SECOND AMENDMENT TO
THE HAIN CELESTIAL GROUP, INC.
2022 LONG TERM INCENTIVE AND STOCK AWARD PLAN
The Hain Celestial Group, Inc. 2022 Long Term Incentive and Stock Award Plan (the “2022 Plan”) is hereby amended in the manner set forth below, such amendment to be effective as of the effective time of approval of this Second Amendment to the 2022 Plan (the “Amendment”) by the stockholders of The Hain Celestial Group, Inc.
Notwithstanding the foregoing, the Amendment shall only become effective if it is approved by the Company’s stockholders at the Company’s 2025 Annual Meeting of Stockholders, or any adjournment thereof.

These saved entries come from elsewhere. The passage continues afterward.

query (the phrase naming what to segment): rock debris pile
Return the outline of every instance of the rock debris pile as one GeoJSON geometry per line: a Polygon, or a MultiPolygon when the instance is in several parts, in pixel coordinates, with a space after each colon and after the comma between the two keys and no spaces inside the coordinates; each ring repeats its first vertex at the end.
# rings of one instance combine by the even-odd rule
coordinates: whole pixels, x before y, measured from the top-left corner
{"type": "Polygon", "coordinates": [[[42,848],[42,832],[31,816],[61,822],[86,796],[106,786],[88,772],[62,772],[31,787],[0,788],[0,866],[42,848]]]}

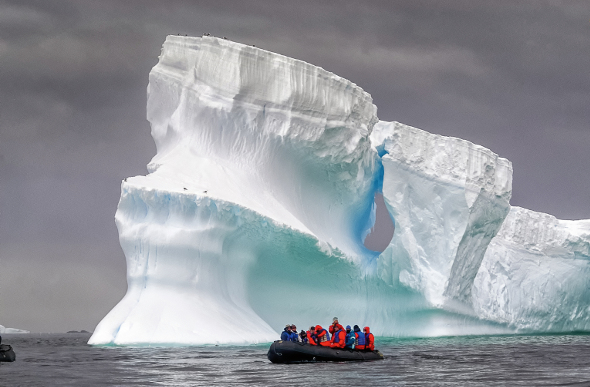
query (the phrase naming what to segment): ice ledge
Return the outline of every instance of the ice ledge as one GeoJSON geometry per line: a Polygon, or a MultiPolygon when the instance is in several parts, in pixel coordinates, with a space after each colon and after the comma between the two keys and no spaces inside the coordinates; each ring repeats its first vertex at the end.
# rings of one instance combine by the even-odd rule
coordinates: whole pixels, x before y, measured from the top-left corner
{"type": "Polygon", "coordinates": [[[400,167],[464,187],[470,207],[480,190],[506,201],[512,195],[512,163],[483,146],[395,121],[379,121],[371,142],[383,157],[395,160],[400,167]]]}
{"type": "Polygon", "coordinates": [[[512,207],[495,240],[531,253],[590,259],[590,219],[560,220],[512,207]]]}
{"type": "Polygon", "coordinates": [[[371,95],[321,67],[215,37],[169,35],[150,79],[193,89],[215,104],[264,106],[269,113],[371,131],[371,95]],[[320,92],[322,91],[322,92],[320,92]]]}

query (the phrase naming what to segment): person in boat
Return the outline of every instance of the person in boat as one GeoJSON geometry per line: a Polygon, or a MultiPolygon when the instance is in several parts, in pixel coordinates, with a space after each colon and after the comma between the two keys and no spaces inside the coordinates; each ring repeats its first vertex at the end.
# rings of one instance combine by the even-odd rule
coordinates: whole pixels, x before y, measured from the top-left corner
{"type": "Polygon", "coordinates": [[[354,342],[354,349],[358,349],[359,351],[365,350],[365,334],[361,332],[361,328],[358,325],[354,326],[354,336],[356,338],[354,342]]]}
{"type": "Polygon", "coordinates": [[[344,329],[344,327],[338,323],[338,317],[334,317],[332,319],[332,325],[330,325],[330,328],[328,328],[328,331],[330,332],[331,335],[333,335],[334,332],[338,332],[340,329],[344,329]]]}
{"type": "Polygon", "coordinates": [[[301,332],[299,332],[299,341],[301,341],[303,344],[308,343],[307,332],[305,332],[303,329],[301,330],[301,332]]]}
{"type": "Polygon", "coordinates": [[[307,340],[311,345],[318,345],[318,337],[315,334],[314,326],[309,327],[309,330],[307,331],[307,340]]]}
{"type": "Polygon", "coordinates": [[[291,324],[287,324],[283,332],[281,332],[282,341],[291,341],[291,324]]]}
{"type": "Polygon", "coordinates": [[[373,336],[369,327],[364,327],[363,332],[365,332],[365,350],[374,351],[375,350],[375,336],[373,336]]]}
{"type": "Polygon", "coordinates": [[[354,349],[354,343],[356,342],[356,335],[354,331],[350,328],[350,325],[346,326],[346,344],[344,348],[347,349],[354,349]]]}
{"type": "Polygon", "coordinates": [[[322,328],[321,325],[315,326],[315,334],[317,336],[317,343],[322,347],[329,347],[332,342],[330,341],[330,334],[327,330],[322,328]]]}
{"type": "Polygon", "coordinates": [[[342,325],[338,325],[340,329],[335,331],[334,335],[332,336],[332,344],[330,344],[330,347],[332,348],[344,348],[346,345],[346,332],[344,331],[344,327],[342,327],[342,325]]]}
{"type": "Polygon", "coordinates": [[[297,333],[295,324],[291,324],[291,341],[294,343],[299,342],[299,333],[297,333]]]}

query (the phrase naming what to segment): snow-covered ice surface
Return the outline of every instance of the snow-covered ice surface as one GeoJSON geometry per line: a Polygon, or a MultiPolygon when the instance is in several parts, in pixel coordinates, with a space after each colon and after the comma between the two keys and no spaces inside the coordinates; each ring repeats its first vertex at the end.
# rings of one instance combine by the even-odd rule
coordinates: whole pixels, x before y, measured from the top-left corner
{"type": "MultiPolygon", "coordinates": [[[[376,112],[369,94],[319,67],[169,36],[148,87],[157,154],[149,175],[122,183],[115,216],[128,291],[90,343],[265,342],[287,322],[334,315],[378,335],[532,327],[513,309],[534,310],[530,297],[557,285],[501,301],[502,286],[528,273],[500,284],[486,253],[510,210],[510,162],[376,112]],[[379,256],[363,240],[381,190],[396,230],[379,256]]],[[[576,235],[562,248],[576,251],[581,287],[590,237],[576,235]]],[[[588,298],[572,301],[574,319],[587,321],[588,298]]]]}

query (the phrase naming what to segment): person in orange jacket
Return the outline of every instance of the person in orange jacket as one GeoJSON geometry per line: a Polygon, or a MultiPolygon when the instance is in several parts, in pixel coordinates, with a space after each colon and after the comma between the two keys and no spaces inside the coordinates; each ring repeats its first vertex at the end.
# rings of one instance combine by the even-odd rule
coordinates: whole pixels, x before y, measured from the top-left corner
{"type": "Polygon", "coordinates": [[[315,326],[315,334],[318,338],[318,344],[322,347],[329,347],[332,344],[332,342],[330,341],[330,334],[327,330],[322,328],[321,325],[315,326]]]}
{"type": "Polygon", "coordinates": [[[375,350],[375,336],[373,336],[369,327],[364,327],[363,332],[365,332],[365,349],[367,351],[374,351],[375,350]]]}
{"type": "Polygon", "coordinates": [[[332,325],[330,325],[330,328],[328,328],[328,331],[330,332],[331,335],[334,335],[335,332],[338,332],[340,329],[344,329],[344,327],[340,324],[338,324],[338,317],[334,317],[332,319],[332,325]]]}
{"type": "Polygon", "coordinates": [[[307,341],[311,345],[318,345],[317,343],[317,336],[315,335],[315,327],[310,327],[307,331],[307,341]]]}
{"type": "MultiPolygon", "coordinates": [[[[338,324],[338,325],[340,325],[340,324],[338,324]]],[[[346,345],[346,331],[344,330],[344,328],[342,328],[342,325],[340,325],[340,329],[337,330],[336,332],[334,332],[334,335],[332,336],[332,344],[330,344],[330,347],[344,348],[345,345],[346,345]]]]}

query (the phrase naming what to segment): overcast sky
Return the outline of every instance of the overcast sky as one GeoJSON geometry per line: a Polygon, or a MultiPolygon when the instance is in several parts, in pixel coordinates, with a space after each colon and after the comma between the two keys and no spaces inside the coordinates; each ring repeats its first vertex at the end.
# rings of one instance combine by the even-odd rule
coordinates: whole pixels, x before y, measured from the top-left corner
{"type": "Polygon", "coordinates": [[[114,214],[155,153],[148,73],[166,35],[206,32],[508,158],[513,205],[590,218],[588,1],[0,0],[0,324],[93,330],[125,294],[114,214]]]}

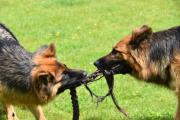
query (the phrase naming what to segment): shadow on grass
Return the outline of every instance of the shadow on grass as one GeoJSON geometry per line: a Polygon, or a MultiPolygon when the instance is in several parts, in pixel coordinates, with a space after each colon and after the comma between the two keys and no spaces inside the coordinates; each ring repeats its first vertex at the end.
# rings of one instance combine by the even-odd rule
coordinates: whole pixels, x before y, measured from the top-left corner
{"type": "Polygon", "coordinates": [[[133,120],[173,120],[172,116],[151,116],[151,117],[141,117],[135,118],[133,120]]]}
{"type": "Polygon", "coordinates": [[[103,120],[103,119],[99,117],[88,117],[88,118],[84,118],[83,120],[103,120]]]}
{"type": "MultiPolygon", "coordinates": [[[[104,120],[100,117],[88,117],[84,118],[83,120],[104,120]]],[[[121,120],[121,119],[114,119],[111,118],[110,120],[121,120]]],[[[142,117],[132,117],[132,118],[124,118],[122,120],[173,120],[173,116],[142,116],[142,117]]]]}
{"type": "Polygon", "coordinates": [[[63,6],[74,6],[74,5],[83,5],[90,2],[90,0],[55,0],[53,3],[60,4],[63,6]]]}

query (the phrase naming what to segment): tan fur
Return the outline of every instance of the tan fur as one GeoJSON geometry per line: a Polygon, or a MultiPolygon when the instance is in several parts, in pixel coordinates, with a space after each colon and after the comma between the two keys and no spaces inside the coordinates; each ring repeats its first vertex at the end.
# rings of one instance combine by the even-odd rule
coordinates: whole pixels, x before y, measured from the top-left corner
{"type": "MultiPolygon", "coordinates": [[[[120,56],[134,69],[134,76],[142,80],[147,80],[152,75],[160,75],[162,78],[166,76],[164,75],[163,67],[160,66],[159,63],[154,62],[149,64],[149,56],[147,56],[149,44],[147,42],[140,44],[139,51],[134,50],[130,45],[130,42],[138,35],[148,30],[152,32],[151,29],[136,28],[131,35],[126,36],[114,46],[114,49],[119,51],[120,56]]],[[[161,62],[162,65],[166,65],[166,63],[166,60],[161,62]]],[[[178,108],[175,120],[180,120],[180,51],[176,52],[174,59],[170,63],[170,72],[171,79],[169,87],[175,89],[178,97],[178,108]]]]}
{"type": "Polygon", "coordinates": [[[8,120],[18,120],[12,105],[25,106],[34,114],[36,120],[46,120],[41,105],[52,100],[61,87],[59,81],[66,67],[57,61],[53,44],[50,44],[42,54],[35,55],[33,62],[36,65],[31,72],[34,88],[28,93],[23,94],[16,89],[8,89],[0,83],[0,100],[4,104],[8,120]],[[38,77],[41,75],[53,76],[54,82],[57,82],[50,88],[50,96],[46,96],[43,89],[39,89],[42,83],[38,77]]]}
{"type": "Polygon", "coordinates": [[[130,66],[134,68],[134,72],[136,76],[141,79],[147,79],[151,73],[149,71],[148,66],[148,57],[146,57],[146,49],[147,46],[143,46],[143,51],[134,51],[131,50],[129,46],[129,42],[133,39],[132,35],[125,37],[123,40],[119,41],[115,46],[114,49],[119,51],[122,54],[124,60],[128,61],[130,66]],[[148,68],[148,69],[147,69],[148,68]],[[137,74],[138,73],[138,74],[137,74]]]}
{"type": "MultiPolygon", "coordinates": [[[[39,86],[38,84],[41,84],[40,82],[37,82],[40,75],[51,74],[55,78],[55,82],[61,80],[61,74],[65,70],[65,66],[59,65],[59,63],[57,62],[55,58],[54,45],[51,44],[49,48],[45,50],[42,54],[36,55],[33,61],[36,64],[36,67],[34,67],[32,70],[33,83],[35,84],[35,86],[39,86]]],[[[58,83],[51,89],[50,98],[48,98],[48,96],[41,96],[40,93],[38,95],[41,96],[40,100],[42,100],[42,102],[47,102],[49,99],[53,98],[56,95],[56,92],[60,86],[61,83],[58,83]]]]}

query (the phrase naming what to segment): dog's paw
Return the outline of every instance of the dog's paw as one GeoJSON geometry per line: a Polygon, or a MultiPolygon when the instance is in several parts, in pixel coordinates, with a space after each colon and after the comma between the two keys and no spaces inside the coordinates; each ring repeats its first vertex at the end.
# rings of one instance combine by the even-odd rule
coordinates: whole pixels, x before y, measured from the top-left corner
{"type": "Polygon", "coordinates": [[[13,112],[11,115],[8,115],[8,120],[19,120],[19,118],[16,116],[16,113],[13,112]]]}

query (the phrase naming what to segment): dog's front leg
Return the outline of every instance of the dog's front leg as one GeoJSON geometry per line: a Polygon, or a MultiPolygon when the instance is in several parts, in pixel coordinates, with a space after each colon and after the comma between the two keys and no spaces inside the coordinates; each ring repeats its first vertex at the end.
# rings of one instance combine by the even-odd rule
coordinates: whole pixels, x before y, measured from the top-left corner
{"type": "Polygon", "coordinates": [[[15,114],[14,108],[11,104],[4,104],[4,109],[6,111],[8,120],[19,120],[15,114]]]}
{"type": "Polygon", "coordinates": [[[178,105],[177,105],[177,112],[176,112],[176,117],[175,120],[180,120],[180,87],[179,87],[179,81],[176,81],[178,87],[176,88],[176,95],[177,95],[177,100],[178,100],[178,105]]]}
{"type": "Polygon", "coordinates": [[[180,120],[180,56],[174,57],[171,64],[171,77],[175,81],[175,93],[177,95],[178,105],[175,120],[180,120]]]}
{"type": "Polygon", "coordinates": [[[36,120],[46,120],[42,107],[40,105],[37,106],[28,106],[29,110],[36,117],[36,120]]]}
{"type": "Polygon", "coordinates": [[[180,96],[178,96],[178,108],[177,108],[175,120],[180,120],[180,96]]]}

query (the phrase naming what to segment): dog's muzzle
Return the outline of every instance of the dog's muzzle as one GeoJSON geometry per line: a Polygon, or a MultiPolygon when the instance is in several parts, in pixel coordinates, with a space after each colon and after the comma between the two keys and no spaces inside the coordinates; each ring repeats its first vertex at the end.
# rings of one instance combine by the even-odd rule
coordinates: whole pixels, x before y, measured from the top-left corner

1. The first sentence of Section 4(a) of the 2022 Plan is deleted and replaced in its entirety with the following:
“Subject to the counting mechanics and adjustment as provided in Section 4(b) and 4(e) hereof, the total number of Shares reserved for issuance in connection with Awards under the Plan shall be 15,950,000, less one Share for each Share subject to an award granted under the Prior Plan or the Company’s 2019 Equity Inducement Award Program with a grant date after September 30, 2022.”
2. Except for the changes set forth above, the 2022 Plan remains in full force and effect.